Polymarket avrebbe raccolto 300 milioni in un round da circa un miliardo

Per Polymarket, l’arrivo di nuovi capitali coincide infatti con una fase delicata sul piano istituzionale. I mercati previsionali sono sottoposti a un controllo crescente da parte delle autorità, con diversi governi statali intenzionati a stabilire nuove regole sulle modalità con cui queste piattaforme possono essere utilizzate dai residenti, o persino sulla possibilità stessa di renderle accessibili. Almeno 20 Stati risultano coinvolti in contenziosi contro siti di previsione per le offerte relative alle scommesse sportive.

Il confronto coinvolge direttamente anche il governo federale. L’amministrazione Trump ha sostenuto che l’unico organismo competente per la supervisione del settore dovrebbe essere la Commodity Futures Trading Commission, e non i singoli governi statali. La CFTC ha portato in giudizio almeno nove Stati in relazione ai loro tentativi di regolamentare l’industria, trasformando il perimetro di competenza in uno dei nodi centrali dello scontro.

Almeno 20 Stati sono coinvolti in contenziosi contro i siti previsionali

La posizione federale incontra però una netta opposizione. Una coalizione di 44 procuratori generali statali ha firmato una lettera sostenendo che la CFTC non disponga dell’autorità necessaria per regolamentare le scommesse sportive offerte attraverso i siti previsionali. Dietro la disputa emerge una questione più ampia: stabilire se questi servizi debbano essere trattati principalmente come mercati sottoposti a controllo federale oppure come attività assimilabili alle scommesse, tradizionalmente presidiate anche a livello statale.

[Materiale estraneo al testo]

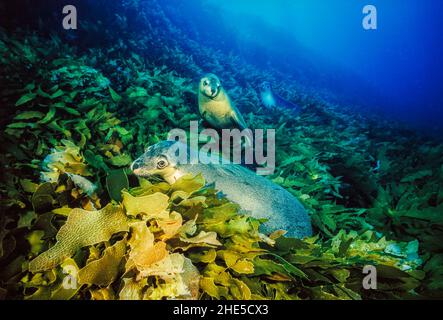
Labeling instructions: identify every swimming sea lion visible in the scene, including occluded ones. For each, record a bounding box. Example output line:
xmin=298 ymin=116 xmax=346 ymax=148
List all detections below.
xmin=131 ymin=141 xmax=312 ymax=238
xmin=260 ymin=81 xmax=300 ymax=112
xmin=198 ymin=73 xmax=246 ymax=130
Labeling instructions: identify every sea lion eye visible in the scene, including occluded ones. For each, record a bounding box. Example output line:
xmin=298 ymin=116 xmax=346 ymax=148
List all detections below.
xmin=157 ymin=159 xmax=168 ymax=169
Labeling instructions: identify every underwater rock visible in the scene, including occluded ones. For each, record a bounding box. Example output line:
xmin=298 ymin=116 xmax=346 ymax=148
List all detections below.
xmin=131 ymin=141 xmax=312 ymax=238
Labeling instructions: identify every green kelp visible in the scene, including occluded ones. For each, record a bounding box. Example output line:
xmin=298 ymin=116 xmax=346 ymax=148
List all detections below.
xmin=0 ymin=0 xmax=443 ymax=299
xmin=8 ymin=176 xmax=424 ymax=299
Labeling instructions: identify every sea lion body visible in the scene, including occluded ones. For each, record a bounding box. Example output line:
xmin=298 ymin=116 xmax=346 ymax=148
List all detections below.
xmin=198 ymin=74 xmax=246 ymax=130
xmin=131 ymin=141 xmax=312 ymax=238
xmin=260 ymin=82 xmax=300 ymax=112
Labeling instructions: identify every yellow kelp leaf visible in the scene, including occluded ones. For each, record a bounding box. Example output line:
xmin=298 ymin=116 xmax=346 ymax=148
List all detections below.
xmin=203 ymin=262 xmax=231 ymax=287
xmin=217 ymin=250 xmax=241 ymax=268
xmin=118 ymin=278 xmax=147 ymax=300
xmin=170 ymin=190 xmax=207 ymax=208
xmin=25 ymin=230 xmax=45 ymax=255
xmin=143 ymin=258 xmax=200 ymax=300
xmin=157 ymin=211 xmax=183 ymax=240
xmin=29 ymin=204 xmax=129 ymax=272
xmin=231 ymin=259 xmax=254 ymax=274
xmin=143 ymin=276 xmax=190 ymax=300
xmin=143 ymin=258 xmax=200 ymax=300
xmin=198 ymin=202 xmax=239 ymax=226
xmin=139 ymin=253 xmax=185 ymax=280
xmin=179 ymin=215 xmax=198 ymax=237
xmin=89 ymin=287 xmax=115 ymax=300
xmin=180 ymin=231 xmax=221 ymax=246
xmin=229 ymin=278 xmax=251 ymax=300
xmin=126 ymin=221 xmax=168 ymax=270
xmin=171 ymin=174 xmax=205 ymax=194
xmin=20 ymin=179 xmax=38 ymax=193
xmin=181 ymin=258 xmax=200 ymax=299
xmin=205 ymin=215 xmax=254 ymax=238
xmin=269 ymin=230 xmax=288 ymax=240
xmin=78 ymin=240 xmax=126 ymax=286
xmin=122 ymin=192 xmax=169 ymax=218
xmin=51 ymin=258 xmax=81 ymax=300
xmin=178 ymin=196 xmax=208 ymax=208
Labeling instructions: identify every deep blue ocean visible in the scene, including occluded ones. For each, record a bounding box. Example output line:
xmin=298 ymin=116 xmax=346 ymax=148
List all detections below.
xmin=165 ymin=0 xmax=443 ymax=135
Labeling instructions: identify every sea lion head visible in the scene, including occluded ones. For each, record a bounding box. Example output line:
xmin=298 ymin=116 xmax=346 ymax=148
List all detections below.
xmin=199 ymin=73 xmax=221 ymax=99
xmin=131 ymin=140 xmax=194 ymax=184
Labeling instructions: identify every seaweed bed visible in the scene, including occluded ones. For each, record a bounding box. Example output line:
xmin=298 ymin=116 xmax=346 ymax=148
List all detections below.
xmin=0 ymin=1 xmax=443 ymax=299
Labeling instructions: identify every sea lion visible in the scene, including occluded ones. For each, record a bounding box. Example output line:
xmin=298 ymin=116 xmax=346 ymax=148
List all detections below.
xmin=260 ymin=81 xmax=300 ymax=112
xmin=131 ymin=141 xmax=312 ymax=238
xmin=198 ymin=73 xmax=246 ymax=130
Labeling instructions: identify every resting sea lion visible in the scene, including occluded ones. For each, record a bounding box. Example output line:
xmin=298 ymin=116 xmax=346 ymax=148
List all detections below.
xmin=131 ymin=141 xmax=312 ymax=238
xmin=198 ymin=73 xmax=246 ymax=130
xmin=260 ymin=81 xmax=300 ymax=112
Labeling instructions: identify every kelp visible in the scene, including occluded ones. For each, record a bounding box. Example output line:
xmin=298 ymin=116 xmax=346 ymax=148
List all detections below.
xmin=0 ymin=1 xmax=443 ymax=300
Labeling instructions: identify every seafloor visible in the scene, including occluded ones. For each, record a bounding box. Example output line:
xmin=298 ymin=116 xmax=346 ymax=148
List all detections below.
xmin=0 ymin=1 xmax=443 ymax=299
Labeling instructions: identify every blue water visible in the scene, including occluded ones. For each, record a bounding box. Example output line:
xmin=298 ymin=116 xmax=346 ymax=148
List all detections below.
xmin=166 ymin=0 xmax=443 ymax=135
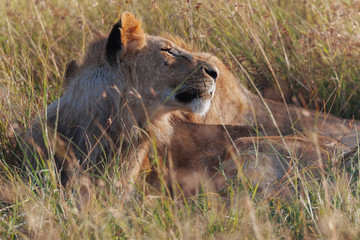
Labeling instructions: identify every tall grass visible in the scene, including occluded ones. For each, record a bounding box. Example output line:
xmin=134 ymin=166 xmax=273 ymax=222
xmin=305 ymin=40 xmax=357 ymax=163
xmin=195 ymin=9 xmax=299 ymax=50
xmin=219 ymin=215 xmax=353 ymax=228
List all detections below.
xmin=0 ymin=0 xmax=360 ymax=239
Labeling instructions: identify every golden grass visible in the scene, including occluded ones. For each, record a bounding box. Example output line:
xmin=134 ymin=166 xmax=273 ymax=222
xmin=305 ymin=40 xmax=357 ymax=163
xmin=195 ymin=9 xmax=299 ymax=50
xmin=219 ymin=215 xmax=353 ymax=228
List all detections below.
xmin=0 ymin=0 xmax=360 ymax=239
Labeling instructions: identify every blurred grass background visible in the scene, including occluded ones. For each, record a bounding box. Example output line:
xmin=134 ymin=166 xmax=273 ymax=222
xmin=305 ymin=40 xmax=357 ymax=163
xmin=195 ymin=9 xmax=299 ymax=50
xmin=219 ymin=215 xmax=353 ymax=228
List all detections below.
xmin=0 ymin=0 xmax=360 ymax=239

Donald Trump Jr. è intervenuto direttamente nel dibattito durante un recente evento con procuratori generali conservatori. In quell’occasione ha descritto l’industria delle previsioni come già dotata di una “supervisione robusta” e ha definito le piattaforme uno strumento controllato da funzionari federali, non dai procuratori generali statali. Le dichiarazioni collegano la discussione normativa al ruolo politico e finanziario assunto dal partner di 1789 Capital.

Finanziamenti e rischio regolatorio avanzano insieme nel mercato delle previsioni

Il round da circa un miliardo offre a Polymarket una significativa disponibilità di capitale, ma non scioglie il rischio regolatorio che circonda il comparto. Per piattaforme, investitori e utenti, la distinzione tra mercato previsionale e scommessa sportiva determinerà quali autorità potranno fissare le regole e con quali limiti territoriali. La crescita finanziaria del settore procede così insieme a uno scontro istituzionale destinato a influenzarne accessibilità e modello operativo.